Exchange bias and training effect in an amorphous zinc ferrite/ nanocrystalline gallium ferrite bilayer thin film

TL;DR

This study reports a significant exchange bias effect in an amorphous zinc ferrite/nanocrystalline gallium ferrite bilayer thin film, with temperature-dependent behavior and a training effect, highlighting interfacial spin interactions.

Contribution

It demonstrates the occurrence of exchange bias and training effects in a novel amorphous/nanocrystalline ferrite bilayer, with detailed analysis of temperature dependence and spin relaxation.

Findings

Large exchange bias (~418 Oe at 2 K) observed.

Exchange bias decreases exponentially with temperature and vanishes above 30 K.

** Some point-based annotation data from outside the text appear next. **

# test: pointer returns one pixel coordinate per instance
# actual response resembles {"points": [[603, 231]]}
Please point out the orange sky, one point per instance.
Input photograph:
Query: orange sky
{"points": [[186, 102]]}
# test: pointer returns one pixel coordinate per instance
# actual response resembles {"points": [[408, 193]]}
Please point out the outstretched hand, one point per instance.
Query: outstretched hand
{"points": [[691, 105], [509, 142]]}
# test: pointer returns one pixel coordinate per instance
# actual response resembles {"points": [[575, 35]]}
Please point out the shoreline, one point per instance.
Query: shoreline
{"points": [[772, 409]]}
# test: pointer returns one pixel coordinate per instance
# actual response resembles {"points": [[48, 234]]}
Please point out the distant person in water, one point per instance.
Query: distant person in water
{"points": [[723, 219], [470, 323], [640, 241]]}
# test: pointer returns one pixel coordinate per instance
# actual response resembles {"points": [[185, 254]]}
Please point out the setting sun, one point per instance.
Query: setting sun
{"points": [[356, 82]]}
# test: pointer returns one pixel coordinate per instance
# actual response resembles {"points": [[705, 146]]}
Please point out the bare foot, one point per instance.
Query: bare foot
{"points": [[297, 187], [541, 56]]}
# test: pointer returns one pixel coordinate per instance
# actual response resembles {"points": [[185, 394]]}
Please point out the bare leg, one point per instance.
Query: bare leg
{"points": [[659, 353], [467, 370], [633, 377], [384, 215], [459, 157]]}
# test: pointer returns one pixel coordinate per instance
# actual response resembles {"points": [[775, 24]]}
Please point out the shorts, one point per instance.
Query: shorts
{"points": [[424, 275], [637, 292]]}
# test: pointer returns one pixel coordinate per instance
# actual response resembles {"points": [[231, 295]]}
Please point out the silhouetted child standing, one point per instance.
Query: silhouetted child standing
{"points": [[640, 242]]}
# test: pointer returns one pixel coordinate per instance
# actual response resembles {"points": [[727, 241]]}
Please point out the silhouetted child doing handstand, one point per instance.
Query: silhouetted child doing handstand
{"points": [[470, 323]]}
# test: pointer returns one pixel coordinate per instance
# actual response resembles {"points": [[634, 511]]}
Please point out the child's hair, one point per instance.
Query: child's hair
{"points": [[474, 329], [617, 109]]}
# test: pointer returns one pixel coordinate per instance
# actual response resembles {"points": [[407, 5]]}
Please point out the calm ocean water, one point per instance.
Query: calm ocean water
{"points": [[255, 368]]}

Training effect follows spin configurational relaxation model.

Abstract

In this paper I report, exchange bias effect in a bilayer thin film of amorphous zinc ferrite and nanocrystalline gallium ferrite. The amorphous zinc ferrite layer was deposited at room temperature (Ts = RT) on top of a nanocrystalline gallium ferrite thin film using a pulsed laser. This bilayer film showed large exchange bias effect (He ~ 418 Oe at 2 K). The exchange bias shift decreased exponentially as the temperature increased and disappeared for T > 30 K. Along with the exchange bias shift the film also showed enhanced magnetization in Field Cooled (FC) measurements as compared to the Zero Field Cooled (ZFC) magnetization. The bilayer film also showed training effect at 2 K, which followed spin configurational relaxation model. The observed exchange bias effect could be attributed to the pinning anisotropy of the spin glass amorphous zinc ferrite layer pinned at the interface of gallium ferrite.